Capacidade - saber dar os passos para atingir o objectivo (eu consigo)

Optimismo - ter confiança no processo (vale a pena)
Facilitar - suporte externo que ajude a perceber o processo (é fácil)

Estimular - levar um empurrãozinho (vou aderir)

Resposta e Reforço - as rotinas antigas tendem a voltar (foi um sucesso)

Subjacente a esta abordagem mais complexa, está sempre o conceito de que não se deve entender os alvos como sujeitos passivos, dispostos a aceitar e adoptar tudo o que se lhes recomenda.

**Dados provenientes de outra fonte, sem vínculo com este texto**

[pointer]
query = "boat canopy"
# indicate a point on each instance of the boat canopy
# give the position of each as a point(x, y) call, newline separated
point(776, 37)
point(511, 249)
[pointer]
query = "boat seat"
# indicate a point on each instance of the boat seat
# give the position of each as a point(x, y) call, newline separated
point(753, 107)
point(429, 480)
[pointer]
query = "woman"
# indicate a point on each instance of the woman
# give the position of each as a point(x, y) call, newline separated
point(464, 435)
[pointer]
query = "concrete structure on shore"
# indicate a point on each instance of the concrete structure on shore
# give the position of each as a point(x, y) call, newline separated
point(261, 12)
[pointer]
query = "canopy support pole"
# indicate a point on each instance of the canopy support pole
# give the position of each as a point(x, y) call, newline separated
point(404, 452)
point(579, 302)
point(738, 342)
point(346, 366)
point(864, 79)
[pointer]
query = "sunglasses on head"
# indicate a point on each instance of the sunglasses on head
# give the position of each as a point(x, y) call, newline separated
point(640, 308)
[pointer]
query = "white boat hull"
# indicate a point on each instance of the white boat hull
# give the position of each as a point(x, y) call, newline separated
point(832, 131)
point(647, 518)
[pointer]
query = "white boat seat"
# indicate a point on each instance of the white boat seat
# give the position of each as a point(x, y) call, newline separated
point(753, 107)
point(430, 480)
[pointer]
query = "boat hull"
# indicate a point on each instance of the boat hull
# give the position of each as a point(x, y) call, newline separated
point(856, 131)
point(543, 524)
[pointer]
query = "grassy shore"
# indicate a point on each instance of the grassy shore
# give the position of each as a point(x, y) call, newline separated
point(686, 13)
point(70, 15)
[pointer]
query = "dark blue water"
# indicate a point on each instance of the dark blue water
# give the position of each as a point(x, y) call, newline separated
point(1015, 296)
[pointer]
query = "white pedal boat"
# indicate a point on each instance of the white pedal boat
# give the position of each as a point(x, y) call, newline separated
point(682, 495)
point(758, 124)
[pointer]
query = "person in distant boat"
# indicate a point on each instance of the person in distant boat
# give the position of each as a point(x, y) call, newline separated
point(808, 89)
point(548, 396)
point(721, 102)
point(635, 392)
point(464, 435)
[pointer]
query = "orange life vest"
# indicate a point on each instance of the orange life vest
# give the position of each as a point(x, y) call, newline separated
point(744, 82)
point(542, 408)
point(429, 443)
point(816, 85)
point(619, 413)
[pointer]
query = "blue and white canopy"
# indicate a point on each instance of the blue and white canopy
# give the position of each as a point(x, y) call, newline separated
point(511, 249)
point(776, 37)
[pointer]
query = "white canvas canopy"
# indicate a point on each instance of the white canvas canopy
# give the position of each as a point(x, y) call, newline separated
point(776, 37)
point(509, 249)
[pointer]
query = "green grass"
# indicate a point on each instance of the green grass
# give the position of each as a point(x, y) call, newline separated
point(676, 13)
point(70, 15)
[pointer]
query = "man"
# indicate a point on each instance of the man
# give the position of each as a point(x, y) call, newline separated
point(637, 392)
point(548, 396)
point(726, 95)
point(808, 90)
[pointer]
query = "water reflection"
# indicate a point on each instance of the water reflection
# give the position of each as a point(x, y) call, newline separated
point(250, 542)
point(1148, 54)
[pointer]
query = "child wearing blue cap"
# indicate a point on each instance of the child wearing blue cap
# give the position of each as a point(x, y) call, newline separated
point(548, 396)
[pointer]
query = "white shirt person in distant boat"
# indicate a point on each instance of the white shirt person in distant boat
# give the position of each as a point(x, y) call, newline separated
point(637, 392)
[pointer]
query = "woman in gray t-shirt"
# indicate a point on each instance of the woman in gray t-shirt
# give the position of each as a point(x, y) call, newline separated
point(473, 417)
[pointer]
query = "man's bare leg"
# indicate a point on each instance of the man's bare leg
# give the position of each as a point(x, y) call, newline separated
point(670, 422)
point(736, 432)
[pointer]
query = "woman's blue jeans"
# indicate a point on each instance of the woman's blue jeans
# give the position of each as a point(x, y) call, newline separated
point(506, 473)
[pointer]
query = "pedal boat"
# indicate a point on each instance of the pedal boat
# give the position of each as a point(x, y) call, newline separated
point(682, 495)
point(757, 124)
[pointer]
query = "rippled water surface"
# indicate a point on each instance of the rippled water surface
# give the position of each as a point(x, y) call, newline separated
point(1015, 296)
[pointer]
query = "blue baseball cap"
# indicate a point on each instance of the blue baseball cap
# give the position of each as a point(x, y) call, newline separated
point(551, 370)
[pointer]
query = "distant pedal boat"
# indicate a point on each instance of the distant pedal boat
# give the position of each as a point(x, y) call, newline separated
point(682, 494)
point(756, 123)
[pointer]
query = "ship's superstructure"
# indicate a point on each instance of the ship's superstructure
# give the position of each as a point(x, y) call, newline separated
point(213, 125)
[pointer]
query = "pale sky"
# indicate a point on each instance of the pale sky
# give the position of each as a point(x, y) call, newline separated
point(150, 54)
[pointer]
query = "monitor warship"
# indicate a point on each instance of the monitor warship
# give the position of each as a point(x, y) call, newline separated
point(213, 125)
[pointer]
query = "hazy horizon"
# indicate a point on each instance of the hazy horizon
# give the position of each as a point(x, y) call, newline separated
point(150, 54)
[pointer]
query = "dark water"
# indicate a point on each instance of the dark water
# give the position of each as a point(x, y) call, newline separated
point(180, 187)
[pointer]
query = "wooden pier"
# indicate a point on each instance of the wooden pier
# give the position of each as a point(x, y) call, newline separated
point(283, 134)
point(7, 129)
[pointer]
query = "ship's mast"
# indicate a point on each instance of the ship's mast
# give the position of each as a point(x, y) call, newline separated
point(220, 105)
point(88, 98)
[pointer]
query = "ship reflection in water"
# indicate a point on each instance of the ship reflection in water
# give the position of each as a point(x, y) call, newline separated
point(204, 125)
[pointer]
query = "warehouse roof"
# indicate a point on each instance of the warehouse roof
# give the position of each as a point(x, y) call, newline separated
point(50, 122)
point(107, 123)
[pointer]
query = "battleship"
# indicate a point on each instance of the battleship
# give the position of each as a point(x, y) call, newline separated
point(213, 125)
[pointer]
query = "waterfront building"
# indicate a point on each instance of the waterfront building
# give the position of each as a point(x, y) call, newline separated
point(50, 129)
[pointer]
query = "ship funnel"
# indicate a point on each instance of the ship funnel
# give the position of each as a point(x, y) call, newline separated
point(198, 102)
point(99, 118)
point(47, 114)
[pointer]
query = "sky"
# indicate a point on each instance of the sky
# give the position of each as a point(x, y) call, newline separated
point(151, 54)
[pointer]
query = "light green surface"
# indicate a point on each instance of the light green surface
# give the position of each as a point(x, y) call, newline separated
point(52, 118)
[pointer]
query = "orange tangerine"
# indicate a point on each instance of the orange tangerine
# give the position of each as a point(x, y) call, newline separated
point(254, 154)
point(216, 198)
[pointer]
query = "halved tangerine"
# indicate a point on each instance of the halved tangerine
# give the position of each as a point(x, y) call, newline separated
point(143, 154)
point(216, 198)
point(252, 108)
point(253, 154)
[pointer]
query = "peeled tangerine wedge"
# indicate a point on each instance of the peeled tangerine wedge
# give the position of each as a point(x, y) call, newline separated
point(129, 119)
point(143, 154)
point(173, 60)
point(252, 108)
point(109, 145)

A importância do empowerment

Para que a mudança ocorra de forma consistente, o ponto de partida reside na consciencialização e na responsabilidade do próprio em querer alterar os seus hábitos. Só assim os estímulos e a construção externa de um ambiente mais propício, pode produzir resultados.

Até porque as campanhas têm que acabar eventualmente (por mais não seja, pelo fim do financiamento), terminando com ela os esforços de marketing social específicos, é importante que fique, se tudo for bem sucedido, a semente que provocou a mudança de atitudes.

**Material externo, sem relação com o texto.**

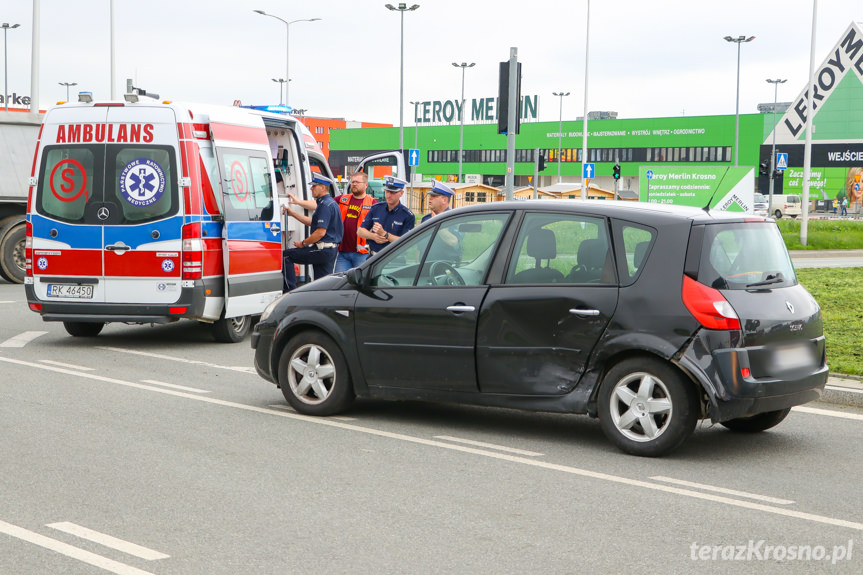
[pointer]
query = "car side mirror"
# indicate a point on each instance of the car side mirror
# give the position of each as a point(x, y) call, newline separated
point(355, 277)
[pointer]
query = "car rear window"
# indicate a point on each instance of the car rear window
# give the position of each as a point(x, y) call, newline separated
point(748, 255)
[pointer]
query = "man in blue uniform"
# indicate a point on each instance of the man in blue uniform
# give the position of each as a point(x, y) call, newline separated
point(321, 247)
point(447, 242)
point(387, 221)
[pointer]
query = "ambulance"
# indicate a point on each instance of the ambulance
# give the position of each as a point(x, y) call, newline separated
point(148, 212)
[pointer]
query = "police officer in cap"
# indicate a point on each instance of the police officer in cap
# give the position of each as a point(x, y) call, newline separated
point(389, 220)
point(447, 242)
point(321, 247)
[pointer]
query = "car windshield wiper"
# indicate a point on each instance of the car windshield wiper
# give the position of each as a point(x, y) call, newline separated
point(769, 280)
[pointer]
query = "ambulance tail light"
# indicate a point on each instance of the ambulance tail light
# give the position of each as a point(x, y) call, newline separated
point(28, 249)
point(193, 252)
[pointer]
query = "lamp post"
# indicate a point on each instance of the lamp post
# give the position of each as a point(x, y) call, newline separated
point(6, 26)
point(560, 131)
point(775, 83)
point(463, 66)
point(402, 8)
point(739, 40)
point(67, 84)
point(287, 46)
point(280, 81)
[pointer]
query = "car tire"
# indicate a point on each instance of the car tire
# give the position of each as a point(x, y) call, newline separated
point(232, 329)
point(83, 328)
point(759, 422)
point(313, 375)
point(647, 407)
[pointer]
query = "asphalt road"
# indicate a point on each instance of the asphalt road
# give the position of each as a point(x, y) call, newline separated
point(155, 450)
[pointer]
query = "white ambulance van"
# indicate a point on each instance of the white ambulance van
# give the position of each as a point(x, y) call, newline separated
point(149, 212)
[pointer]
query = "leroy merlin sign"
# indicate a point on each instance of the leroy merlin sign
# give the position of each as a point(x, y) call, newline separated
point(730, 189)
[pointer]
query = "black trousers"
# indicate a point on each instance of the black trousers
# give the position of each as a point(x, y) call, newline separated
point(322, 262)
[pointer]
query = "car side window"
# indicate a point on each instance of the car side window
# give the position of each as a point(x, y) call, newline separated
point(561, 248)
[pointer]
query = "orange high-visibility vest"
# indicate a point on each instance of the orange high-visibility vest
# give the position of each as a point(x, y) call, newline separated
point(344, 203)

Então… é como vender sabonetes?

A pergunta que Wiebe fez em 1952, pode agora ser respondida. E de forma afirmativa. Salvo as grandes diferenças “físicas” entre o produto comercial e social, os 30 anos de existência metódica de Marketing Social, comprovam que os princípios básicos utilizados para vender uma ideia com sucesso, mantêm-se.

Mantêm-se sobretudo a importância que necessariamente tem que ser atribuída aos públicos alvo (compreender os seus desejos e potencialidades), e a imaginação para criar uma boa estratégia de marketing capaz de atingir os objectivos propostos.